For starters, the accuracy-obsessed should note that even with its ongoing cellular connection, your phone’s clock isn’t necessarily exactly spot on. For split-second timing, you’ll want an app that pings an online atomic clock. For iPhone folks, Atomic Clock (Gorgy Timing, $1.99) serves up the time with a unique analog/digital style that emulates the classic look of the synchronized Gorgy Timing clocks used in professional broadcast studios. For Android phones, Navy Clock II (free) has a more straightforward text-only display, but shows at a glance the difference between your phone clock and the atomic clock (which can be a lot).

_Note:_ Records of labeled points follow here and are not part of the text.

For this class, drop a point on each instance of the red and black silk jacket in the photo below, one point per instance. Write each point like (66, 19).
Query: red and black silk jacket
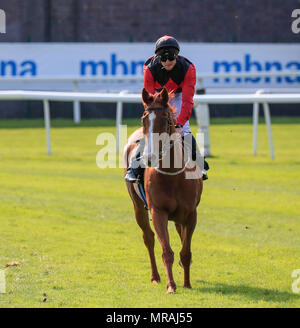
(182, 78)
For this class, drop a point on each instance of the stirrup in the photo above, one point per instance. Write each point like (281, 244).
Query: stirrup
(131, 176)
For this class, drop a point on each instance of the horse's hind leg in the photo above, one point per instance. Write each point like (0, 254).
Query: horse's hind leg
(142, 219)
(185, 253)
(160, 222)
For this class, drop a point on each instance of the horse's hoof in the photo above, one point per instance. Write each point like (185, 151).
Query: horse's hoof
(171, 290)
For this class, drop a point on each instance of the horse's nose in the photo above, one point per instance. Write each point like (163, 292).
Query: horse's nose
(151, 159)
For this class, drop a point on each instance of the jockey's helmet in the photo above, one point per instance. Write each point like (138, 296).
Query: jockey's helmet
(166, 41)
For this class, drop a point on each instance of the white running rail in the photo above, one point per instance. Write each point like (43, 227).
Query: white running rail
(120, 98)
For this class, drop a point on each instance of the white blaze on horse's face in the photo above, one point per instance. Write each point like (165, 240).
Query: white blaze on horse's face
(149, 155)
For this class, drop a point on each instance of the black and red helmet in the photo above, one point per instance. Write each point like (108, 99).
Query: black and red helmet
(166, 41)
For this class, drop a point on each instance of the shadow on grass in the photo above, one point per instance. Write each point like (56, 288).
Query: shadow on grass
(254, 293)
(131, 122)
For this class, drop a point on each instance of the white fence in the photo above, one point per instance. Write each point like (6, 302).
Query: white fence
(201, 107)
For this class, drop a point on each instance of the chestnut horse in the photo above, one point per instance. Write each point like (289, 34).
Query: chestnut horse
(170, 195)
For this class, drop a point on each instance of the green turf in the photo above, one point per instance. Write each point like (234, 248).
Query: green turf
(71, 225)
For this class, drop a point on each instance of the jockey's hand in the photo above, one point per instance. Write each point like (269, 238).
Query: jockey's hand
(178, 128)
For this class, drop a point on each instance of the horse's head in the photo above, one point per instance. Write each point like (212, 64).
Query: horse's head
(157, 123)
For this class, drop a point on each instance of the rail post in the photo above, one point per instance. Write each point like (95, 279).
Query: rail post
(47, 124)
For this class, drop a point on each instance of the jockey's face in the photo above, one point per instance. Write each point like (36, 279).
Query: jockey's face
(169, 64)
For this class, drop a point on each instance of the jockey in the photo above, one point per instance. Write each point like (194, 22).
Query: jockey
(178, 75)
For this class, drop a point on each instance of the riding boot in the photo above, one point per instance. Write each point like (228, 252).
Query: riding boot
(135, 170)
(191, 143)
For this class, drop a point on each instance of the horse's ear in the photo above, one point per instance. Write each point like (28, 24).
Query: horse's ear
(147, 97)
(164, 96)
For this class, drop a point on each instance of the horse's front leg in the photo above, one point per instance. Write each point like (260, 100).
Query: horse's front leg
(141, 216)
(160, 222)
(185, 253)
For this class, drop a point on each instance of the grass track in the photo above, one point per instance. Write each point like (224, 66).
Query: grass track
(71, 225)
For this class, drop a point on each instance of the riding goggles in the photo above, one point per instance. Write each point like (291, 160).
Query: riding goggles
(170, 54)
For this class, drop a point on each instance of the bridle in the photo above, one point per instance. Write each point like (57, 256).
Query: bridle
(168, 146)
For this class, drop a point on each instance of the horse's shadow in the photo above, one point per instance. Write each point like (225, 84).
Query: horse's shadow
(254, 293)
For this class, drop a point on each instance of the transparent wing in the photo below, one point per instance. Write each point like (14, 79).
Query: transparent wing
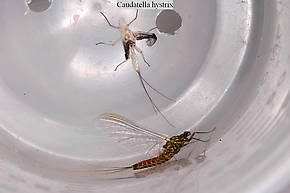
(130, 134)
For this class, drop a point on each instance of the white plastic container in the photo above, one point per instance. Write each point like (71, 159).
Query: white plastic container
(227, 66)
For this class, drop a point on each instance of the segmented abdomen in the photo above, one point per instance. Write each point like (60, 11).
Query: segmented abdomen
(152, 162)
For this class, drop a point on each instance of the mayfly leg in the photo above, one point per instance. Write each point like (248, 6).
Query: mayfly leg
(141, 52)
(134, 18)
(156, 109)
(109, 43)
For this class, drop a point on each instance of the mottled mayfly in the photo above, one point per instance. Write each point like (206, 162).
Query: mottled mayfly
(129, 39)
(126, 131)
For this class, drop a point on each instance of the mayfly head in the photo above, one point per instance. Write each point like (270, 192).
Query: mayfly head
(151, 41)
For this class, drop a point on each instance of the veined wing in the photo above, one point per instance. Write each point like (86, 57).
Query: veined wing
(130, 134)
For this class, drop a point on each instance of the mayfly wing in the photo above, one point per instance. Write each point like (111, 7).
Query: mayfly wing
(130, 134)
(151, 38)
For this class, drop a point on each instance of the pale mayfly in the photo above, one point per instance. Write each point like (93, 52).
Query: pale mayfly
(126, 131)
(129, 39)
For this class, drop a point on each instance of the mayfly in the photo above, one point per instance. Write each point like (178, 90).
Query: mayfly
(129, 39)
(128, 130)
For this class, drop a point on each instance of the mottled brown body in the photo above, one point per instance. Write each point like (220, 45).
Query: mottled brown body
(170, 149)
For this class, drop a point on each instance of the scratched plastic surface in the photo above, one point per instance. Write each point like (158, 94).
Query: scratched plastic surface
(227, 66)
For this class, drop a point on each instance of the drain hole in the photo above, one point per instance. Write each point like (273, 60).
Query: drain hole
(38, 5)
(168, 21)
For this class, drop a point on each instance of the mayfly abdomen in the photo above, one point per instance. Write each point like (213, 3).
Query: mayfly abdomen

For a step-up from the adequate but boring iPhone alarm clock, try Radio Alarm, a beautifully retro app for iPhone, iPod Touch and iPad ($1.99 full version, lite version free). I’m a sucker for the beautiful old-time radio styling, but this app has more than good looks. You can choose to wake up to your own music file, the sounds of nature, a traditional alarm tone or one of 45,000 radio stations from around the world.
Trouble waking up in the morning? Set the shake to wake feature and, instead of just pressing a button to stop the !@#$% alarm, you’ll have to shake it repeatedly. And if you want to fall asleep to music, you can set it to slowly decrease the volume before turning off.
Once again, Android s lose out on the Miss Photogenic competition, but Alarm Clock Plus is extraordinarily flexible and entirely free. You can set an unlimited number of alarms, using any song, playlist or ringtone, and can choose to have the volume increase slowly to wake you gently. Or, if you’re really a slugabed, set Alarm Clock Plus to make you solve a series of math problems before turning off the noise.
Finally, I fell hard for the QLOCKTWO wall clock from Biegart & Funk, which displays the time using words instead of numbers—I like a clock that tells me it’s “quarter to two” instead of 1:45. Sadly, I really can’t afford $1,100 for the wall clock. I can, however, scrape up a buck and change for the iPhone or Android app version and smile about my miles of style.